Berlins erste und bisher einzige Oberbürgermeisterin
Geboren wurde Louise Schröder am 2. April 1887 in Hamburg. Ihr Vater malochte schwer auf dem Bau, ihre Mutter betrieb einen Gemüseladen. Es reichte gerade so, um die Familie über Wasser zu halten. Während ihrer Schulzeit verbrachte Louise viel Zeit im halbdunklen und feuchten Keller des mütterlichen Unternehmens und machte zwischen Karotten, Bohnen und Kartoffeln ihre Hausaufgaben. Denn ein Kinderzimmer gab es nicht bei Schroeders.

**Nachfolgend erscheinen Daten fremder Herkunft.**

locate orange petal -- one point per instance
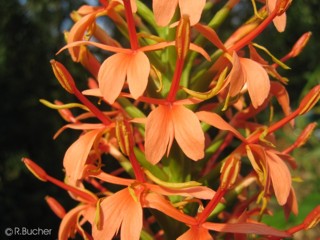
(118, 209)
(280, 92)
(236, 76)
(76, 155)
(68, 224)
(257, 80)
(191, 8)
(196, 232)
(280, 177)
(215, 120)
(188, 132)
(77, 33)
(163, 11)
(256, 228)
(200, 192)
(159, 133)
(279, 21)
(156, 201)
(112, 75)
(138, 73)
(211, 35)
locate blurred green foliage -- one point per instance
(31, 33)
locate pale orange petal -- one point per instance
(132, 223)
(138, 73)
(211, 35)
(280, 92)
(236, 76)
(76, 155)
(192, 8)
(188, 132)
(256, 228)
(163, 11)
(159, 133)
(280, 176)
(291, 204)
(215, 120)
(77, 33)
(200, 192)
(119, 209)
(257, 80)
(156, 201)
(68, 224)
(279, 21)
(112, 75)
(196, 233)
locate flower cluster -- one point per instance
(171, 145)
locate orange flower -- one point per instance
(164, 10)
(124, 208)
(251, 73)
(171, 121)
(271, 170)
(279, 21)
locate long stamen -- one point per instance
(182, 47)
(131, 25)
(252, 35)
(67, 82)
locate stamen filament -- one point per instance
(131, 25)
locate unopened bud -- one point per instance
(229, 172)
(124, 135)
(304, 136)
(309, 100)
(313, 218)
(55, 206)
(300, 44)
(183, 37)
(37, 171)
(63, 76)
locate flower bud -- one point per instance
(183, 37)
(55, 206)
(312, 219)
(309, 100)
(124, 135)
(300, 44)
(63, 76)
(229, 171)
(37, 171)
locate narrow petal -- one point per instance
(196, 233)
(255, 228)
(138, 73)
(76, 155)
(215, 120)
(236, 76)
(156, 201)
(112, 75)
(280, 176)
(211, 35)
(279, 21)
(163, 11)
(118, 210)
(77, 33)
(68, 224)
(192, 8)
(257, 80)
(159, 133)
(132, 223)
(200, 192)
(188, 132)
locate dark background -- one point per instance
(30, 35)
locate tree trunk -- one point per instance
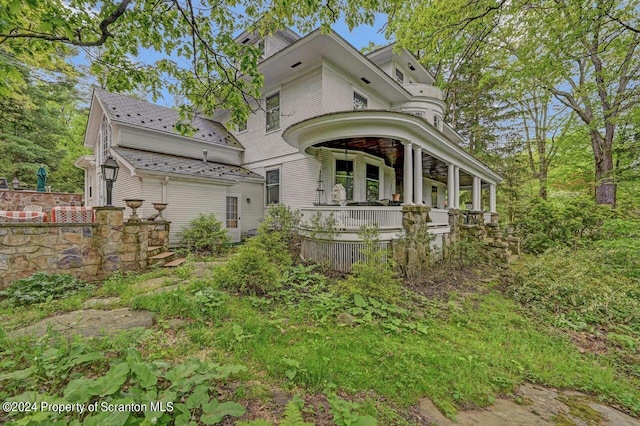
(603, 156)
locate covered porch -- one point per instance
(386, 160)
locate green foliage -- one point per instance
(579, 288)
(41, 288)
(205, 235)
(178, 393)
(252, 270)
(373, 277)
(546, 224)
(345, 413)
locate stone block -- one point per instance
(74, 238)
(69, 262)
(15, 240)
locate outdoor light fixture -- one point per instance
(110, 174)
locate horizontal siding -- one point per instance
(174, 145)
(299, 182)
(251, 212)
(128, 186)
(337, 92)
(299, 100)
(187, 199)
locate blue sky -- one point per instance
(359, 37)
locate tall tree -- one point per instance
(583, 53)
(191, 41)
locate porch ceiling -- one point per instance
(392, 151)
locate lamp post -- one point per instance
(110, 174)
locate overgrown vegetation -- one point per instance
(205, 235)
(41, 288)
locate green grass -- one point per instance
(460, 352)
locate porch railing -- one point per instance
(353, 217)
(439, 217)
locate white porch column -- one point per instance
(492, 198)
(407, 176)
(475, 194)
(417, 176)
(451, 185)
(428, 191)
(456, 187)
(440, 197)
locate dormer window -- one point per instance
(437, 122)
(273, 112)
(359, 102)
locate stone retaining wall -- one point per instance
(90, 251)
(16, 200)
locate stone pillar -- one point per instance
(476, 198)
(109, 238)
(492, 198)
(417, 176)
(451, 187)
(407, 177)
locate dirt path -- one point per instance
(534, 405)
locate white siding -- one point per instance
(171, 144)
(128, 186)
(187, 199)
(337, 92)
(299, 180)
(274, 44)
(299, 100)
(251, 212)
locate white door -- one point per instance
(233, 217)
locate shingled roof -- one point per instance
(139, 113)
(165, 163)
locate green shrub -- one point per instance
(205, 235)
(40, 288)
(374, 277)
(250, 271)
(578, 288)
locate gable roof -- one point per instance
(142, 114)
(171, 164)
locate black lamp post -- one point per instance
(110, 174)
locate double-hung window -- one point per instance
(273, 111)
(359, 101)
(273, 186)
(373, 182)
(344, 176)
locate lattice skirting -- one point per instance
(337, 255)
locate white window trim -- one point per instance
(366, 98)
(267, 170)
(273, 93)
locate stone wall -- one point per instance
(16, 200)
(412, 253)
(90, 251)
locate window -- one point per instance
(373, 182)
(105, 139)
(359, 102)
(232, 212)
(273, 111)
(437, 122)
(261, 46)
(273, 186)
(344, 176)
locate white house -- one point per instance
(328, 115)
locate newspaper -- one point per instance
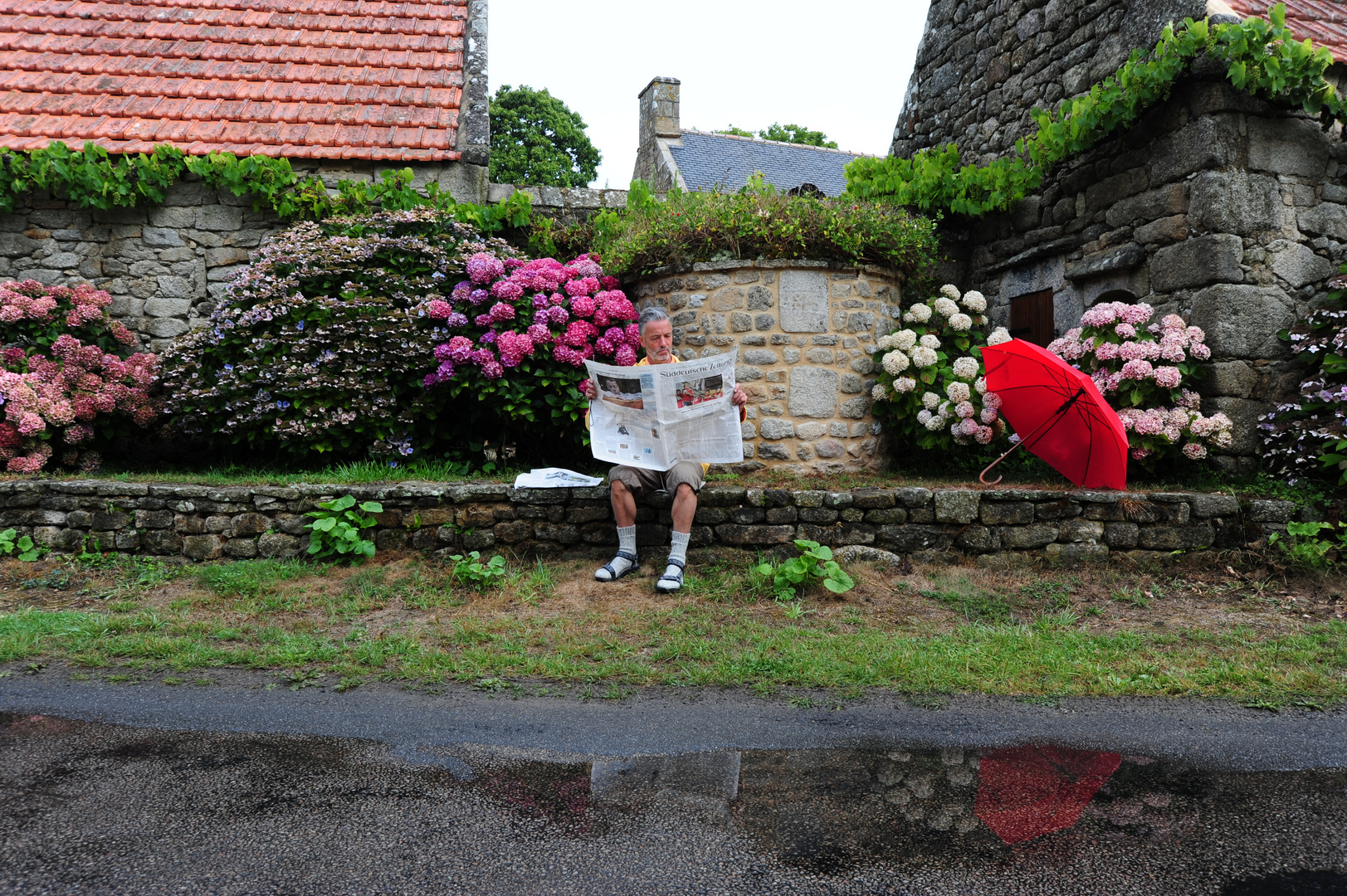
(656, 416)
(555, 477)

Völlig normal war das in diesen Zeiten. Louise Schröderschloss ihre Schulausbildung mit der Mittleren Reife ab und fand anschließend eine Anstellung bei einer Versicherungsgesellschaft. Fleißig und strebsam war sie und arbeitete sich hoch bis zur Chefsekretärin.
Hamburg galt damals schon als Hochburg der Sozialdemokraten. Louises Vater, ein überzeugter Sozi, weckte das politische Interesse seiner Tochter und so war es auch kein Zufall, dass sich Louise Schroeder dem SPD-Ortsverband im Hamburger Stadtteil Altona-Ottensen anschloss. Die Gesellschaft war zu Anfang des 20. Jahrhunderts im Umbruch, Frauen drängten langsam in die Politik, die Arbeiterschaft forderte demokratische Rechte ein und gingen gegen den wilhelminischen Pickelhaubenstaat auf die Straße. Als Louise Schroeder ihre ersten politischen Erfahrungen sammelte, waren Frauen bei Parteiversammlungen noch zumindest durch ein Seil von den Männern getrennt. Sie durften nicht mitdiskutieren und hatten sich auch sonst ruhig zu verhalten. Der Eintritt in eine Partei wurde ihnen erst 1910 erlaubt.
Die folgenden Jahre engagierte sich die junge Nachwuchspolitikerin im sozialen Bereich. Anfang 1919, da war Louise Schroeder 32 Jahre alt, schaffte sie bei den ersten demokratischen Wahlen im Deutschen Reich den Einzug in die Nationalversammlung und gehörte dem Gremium, vergleichbar mit dem heutigen Bundestag, ununterbrochen bis 1933 an. Sie zählte mit der Einführung des Frauenwahlrechts zu den ersten weiblichen Abgeordneten. Unter anderem setzte sie sich stark für die Mitversicherung der Familien in der gesetzlichen Krankenkasse ein. Außerdem wirkte sie mit bei der Gründung der Arbeiterwohlfahrt (AWO). Dann der tiefe Einschnitt in der deutschen Geschichte: Eine Mehrheit des Reichstags stimmte im März 1933 dem Ermächtigungsgesetz zu, das es den Nationalsozialisten erlaubte, fortan Gesetze nach eigenem Gutdünken zu erlassen und umzusetzen. Louise Schroeder stimmte dagegen, denn sie wusste sehr wohl, was das bedeuten würde.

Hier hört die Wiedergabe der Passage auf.